Friday, August 10, 2007

The end of an era in driving convenience, Japan's Obon Buddhist holidays, and everything you wanted to know about what a kimono is

The end of an era for this particular gaijin has come. In the past, foreigners were permitted to drive in Japan with an International Drivers' License as long as they physically returned home at least once a year to get it renewed. Then a few years ago, the Japanese government started requiring that every resident change over to a Japanese license -- a very reasonable requirement, and I'm going through that process now. No one likes making a trip to their local DMV, but doing driving-related paperwork in a foreign language is a real drag. To make matters worse, I have to take the driving test because the U.S. isn't on the list of "blessed" countries whose residents can change from a foreign license automatically (too many differing standards for driving in the 50 states). Because the foreign population of my prefecture is a hodge-podge of people from around the world, I found myself taking the test alongside gaijin from Brazil, Peru, Vietnam, and a really big guy from Bangladesh. By the time we were done with the drivers' test we were all good friends, babbling to each other in various accents of Japanese about how hard it was while we waited for the results to be announced. Japan is a very rule-oriented country, and there's exactly "one" correct way to do most things, including driving a car -- one correct order of adjusting your seat, mirrors and fastening your seat belt, one correct way to hold your hands on the wheel while you make turns. Predictably, I failed the driving portion of the test this time around -- rats. (This little guy is Traffic Safety Horse, proof that even boring government offices can be "kawaii" in Japan.)

Joshu-kun


Next week starts Japan's Obon ("oh, bone!") break, which is a three-day Buddhist holiday to remember the souls of one's ancestors. Much of Japan shuts down on August 13, 14 and 15th as people journey to their "jikka" (real home, i.e. their parents' home or wherever their family's Buddhist altar is located) to spend time with family members and pay a visit the family grave, or maybe attend a festival and do the Bon-Odori ("bone odor-ey") traditional dance. Living in Japan for the past 15 years has taught me a lot about what the Japanese are all about spiritually. While I have to admit that I don't know much about Buddhism itself, not being able to tell a Bodhisattva from a Bodhi tree or Amida from Queen Amidala, I have known the Japanese to really care about their ancestors, aka family members who have gone on ahead, to use a less cliched phrase. My wife regularly looks to her dead grandmother for guidance and protection, and every morning my wife or my daughter will burn a stick of incense at the family altar to let the dead known they haven't been forgotten. Just as Christmas has grown into a big part of the culture of the West beyond its original meaning, many of these Buddhist traditions are practiced by all Japanese, even if they may of other religions. The Obon holidays are also a popular time to travel, and the rush of people headed for Narita International Airport officially started this morning. If you live in a place that receives many Japanese visitors like Hawaii, prepare to see a lot more of them over the next few days.

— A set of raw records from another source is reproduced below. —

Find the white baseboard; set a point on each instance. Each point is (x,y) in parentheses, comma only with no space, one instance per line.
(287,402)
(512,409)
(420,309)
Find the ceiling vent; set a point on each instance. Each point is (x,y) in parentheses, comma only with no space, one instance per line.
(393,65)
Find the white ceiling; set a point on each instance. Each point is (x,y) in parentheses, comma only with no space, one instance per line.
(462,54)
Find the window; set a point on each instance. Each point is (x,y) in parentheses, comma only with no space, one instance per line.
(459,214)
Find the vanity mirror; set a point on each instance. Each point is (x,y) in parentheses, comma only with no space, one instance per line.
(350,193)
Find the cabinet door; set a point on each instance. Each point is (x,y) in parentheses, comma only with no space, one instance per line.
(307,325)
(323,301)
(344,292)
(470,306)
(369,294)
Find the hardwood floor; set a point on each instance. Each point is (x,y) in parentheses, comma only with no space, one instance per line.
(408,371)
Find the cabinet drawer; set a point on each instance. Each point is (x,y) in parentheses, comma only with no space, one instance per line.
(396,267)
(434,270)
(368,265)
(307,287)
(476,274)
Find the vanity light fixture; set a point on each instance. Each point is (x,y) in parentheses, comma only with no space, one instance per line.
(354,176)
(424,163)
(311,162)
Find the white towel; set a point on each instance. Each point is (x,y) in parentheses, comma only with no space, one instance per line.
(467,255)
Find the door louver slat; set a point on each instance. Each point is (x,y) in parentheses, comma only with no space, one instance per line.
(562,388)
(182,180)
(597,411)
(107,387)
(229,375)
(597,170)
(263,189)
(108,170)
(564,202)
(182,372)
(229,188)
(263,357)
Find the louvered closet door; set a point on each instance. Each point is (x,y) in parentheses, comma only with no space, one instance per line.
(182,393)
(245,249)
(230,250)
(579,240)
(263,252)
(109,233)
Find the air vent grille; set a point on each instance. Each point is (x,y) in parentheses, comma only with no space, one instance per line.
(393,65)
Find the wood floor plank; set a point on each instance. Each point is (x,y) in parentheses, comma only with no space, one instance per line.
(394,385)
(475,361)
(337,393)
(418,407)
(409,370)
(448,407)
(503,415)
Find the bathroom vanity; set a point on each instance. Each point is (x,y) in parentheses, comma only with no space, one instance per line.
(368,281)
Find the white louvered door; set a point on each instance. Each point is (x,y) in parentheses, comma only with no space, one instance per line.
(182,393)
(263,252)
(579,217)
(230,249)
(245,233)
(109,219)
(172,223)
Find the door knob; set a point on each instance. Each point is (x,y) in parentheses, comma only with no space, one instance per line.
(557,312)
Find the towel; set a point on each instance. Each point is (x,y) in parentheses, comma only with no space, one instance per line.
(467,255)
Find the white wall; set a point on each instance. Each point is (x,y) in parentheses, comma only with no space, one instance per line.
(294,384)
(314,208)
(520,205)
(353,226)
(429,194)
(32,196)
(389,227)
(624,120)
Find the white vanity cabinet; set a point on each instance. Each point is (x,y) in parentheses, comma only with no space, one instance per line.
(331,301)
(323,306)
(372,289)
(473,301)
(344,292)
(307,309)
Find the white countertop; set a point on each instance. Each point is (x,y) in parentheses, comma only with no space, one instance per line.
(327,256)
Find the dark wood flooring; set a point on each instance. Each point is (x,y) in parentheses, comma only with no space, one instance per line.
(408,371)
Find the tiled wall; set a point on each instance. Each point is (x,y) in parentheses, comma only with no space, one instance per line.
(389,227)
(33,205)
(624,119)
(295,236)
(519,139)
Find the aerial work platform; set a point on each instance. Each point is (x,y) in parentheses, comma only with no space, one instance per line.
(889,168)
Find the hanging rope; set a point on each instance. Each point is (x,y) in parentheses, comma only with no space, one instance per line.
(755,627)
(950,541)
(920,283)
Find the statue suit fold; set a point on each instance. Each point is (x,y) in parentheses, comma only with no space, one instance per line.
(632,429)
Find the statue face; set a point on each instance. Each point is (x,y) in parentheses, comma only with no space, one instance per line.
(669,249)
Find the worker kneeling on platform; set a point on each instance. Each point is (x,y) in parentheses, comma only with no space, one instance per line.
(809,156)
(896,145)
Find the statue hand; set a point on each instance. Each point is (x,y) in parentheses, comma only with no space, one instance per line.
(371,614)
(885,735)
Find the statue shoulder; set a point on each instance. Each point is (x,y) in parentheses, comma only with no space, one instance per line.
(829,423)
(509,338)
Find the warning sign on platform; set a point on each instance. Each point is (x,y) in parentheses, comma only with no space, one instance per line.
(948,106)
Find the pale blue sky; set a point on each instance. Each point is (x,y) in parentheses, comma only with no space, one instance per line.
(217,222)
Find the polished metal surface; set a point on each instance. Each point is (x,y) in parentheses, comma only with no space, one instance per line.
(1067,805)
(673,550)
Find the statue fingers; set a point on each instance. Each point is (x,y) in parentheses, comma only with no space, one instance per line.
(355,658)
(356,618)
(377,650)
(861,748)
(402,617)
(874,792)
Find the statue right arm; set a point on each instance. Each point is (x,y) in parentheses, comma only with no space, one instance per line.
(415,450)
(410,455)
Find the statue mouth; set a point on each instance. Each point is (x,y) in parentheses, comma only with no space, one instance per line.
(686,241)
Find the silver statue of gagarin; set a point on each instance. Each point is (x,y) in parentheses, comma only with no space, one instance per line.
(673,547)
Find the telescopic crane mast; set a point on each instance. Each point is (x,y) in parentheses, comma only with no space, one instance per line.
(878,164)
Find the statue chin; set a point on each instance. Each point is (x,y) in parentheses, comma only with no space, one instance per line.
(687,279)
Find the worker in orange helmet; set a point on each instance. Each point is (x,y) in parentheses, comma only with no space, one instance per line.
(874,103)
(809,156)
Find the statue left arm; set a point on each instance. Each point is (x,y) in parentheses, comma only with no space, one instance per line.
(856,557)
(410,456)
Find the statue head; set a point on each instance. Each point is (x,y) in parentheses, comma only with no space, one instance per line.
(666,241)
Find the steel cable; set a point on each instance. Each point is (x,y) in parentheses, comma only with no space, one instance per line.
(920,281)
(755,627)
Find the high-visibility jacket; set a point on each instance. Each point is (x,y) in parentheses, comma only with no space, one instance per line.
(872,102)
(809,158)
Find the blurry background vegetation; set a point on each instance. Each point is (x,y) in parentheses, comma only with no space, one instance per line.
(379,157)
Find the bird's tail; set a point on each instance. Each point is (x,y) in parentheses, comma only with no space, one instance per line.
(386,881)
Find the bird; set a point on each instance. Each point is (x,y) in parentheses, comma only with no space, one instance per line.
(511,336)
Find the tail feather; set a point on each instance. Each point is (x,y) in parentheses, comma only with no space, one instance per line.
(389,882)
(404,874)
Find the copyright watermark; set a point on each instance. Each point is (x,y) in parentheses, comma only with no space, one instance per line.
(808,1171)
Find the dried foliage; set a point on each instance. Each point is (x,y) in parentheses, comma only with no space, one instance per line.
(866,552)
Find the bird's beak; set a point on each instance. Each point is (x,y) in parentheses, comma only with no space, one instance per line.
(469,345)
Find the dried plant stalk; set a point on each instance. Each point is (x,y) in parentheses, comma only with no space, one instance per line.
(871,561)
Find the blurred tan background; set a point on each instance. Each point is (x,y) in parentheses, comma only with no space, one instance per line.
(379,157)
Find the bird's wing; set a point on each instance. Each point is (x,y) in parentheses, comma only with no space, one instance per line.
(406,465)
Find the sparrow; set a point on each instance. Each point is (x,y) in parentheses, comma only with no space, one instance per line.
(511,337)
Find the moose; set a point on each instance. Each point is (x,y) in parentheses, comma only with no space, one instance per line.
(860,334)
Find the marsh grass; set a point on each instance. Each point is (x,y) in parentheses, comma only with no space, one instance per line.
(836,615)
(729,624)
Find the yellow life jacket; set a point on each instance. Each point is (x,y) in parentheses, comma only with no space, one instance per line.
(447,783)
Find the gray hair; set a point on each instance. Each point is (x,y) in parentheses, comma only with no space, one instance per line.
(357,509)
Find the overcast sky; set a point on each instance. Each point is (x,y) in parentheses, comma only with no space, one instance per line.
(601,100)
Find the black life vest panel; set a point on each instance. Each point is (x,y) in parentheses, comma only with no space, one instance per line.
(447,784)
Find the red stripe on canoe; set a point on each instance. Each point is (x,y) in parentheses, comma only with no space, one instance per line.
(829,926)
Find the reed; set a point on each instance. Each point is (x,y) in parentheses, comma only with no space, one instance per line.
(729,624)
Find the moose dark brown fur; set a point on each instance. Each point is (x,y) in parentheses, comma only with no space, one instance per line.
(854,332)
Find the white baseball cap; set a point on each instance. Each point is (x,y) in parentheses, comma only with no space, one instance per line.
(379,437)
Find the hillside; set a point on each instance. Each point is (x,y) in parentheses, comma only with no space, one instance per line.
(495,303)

As you might imagine, what we call a kimono in the West has many variations here, such as yukata, a cotton kimono worn in the summer; happi, the short kimonos worn at summer festivals, often marketed to foreigners as "happy" coats; "hakama," a formal kimono that's similar to a tuxedo; or juunihitoe, the 12-layer kimonos worn in the Heian Period 1300 years ago. The word kimono is written with the characters ki (to wear, 着) and mono (thing、物), so it just means "something you wear," and there are many similar words in Japanese, like tabemono (something to eat, e.g. food), nomimono (something to drink, e.g. a beverage), and so on. Only Japanese-style clothes are called with the name kimono; dresses, shirts and other Western imports are always called yofuku, or "Western clothes." There's a Japanese grammatical rule that makes unvoiced sounds (like ki) change to voiced (gi) when they are on the end of a compound word, which can be seen in words like karate-gi or judo-gi, what you wear when doing Japanese martial arts (often just called gi in English, which is a little weird sounding if you must know). One of my favorite flavors of kimono is the jinbei (JIN-bei), essentially a short- sleeved cotton kimono that's equally good for use as Japanese-style pajamas (how I wear mine) as for wearing to your favorite festival or anime convention. J-List stocks several of these cool kimono varieties for our gaijin customers, including a great jinbei we got in stock today.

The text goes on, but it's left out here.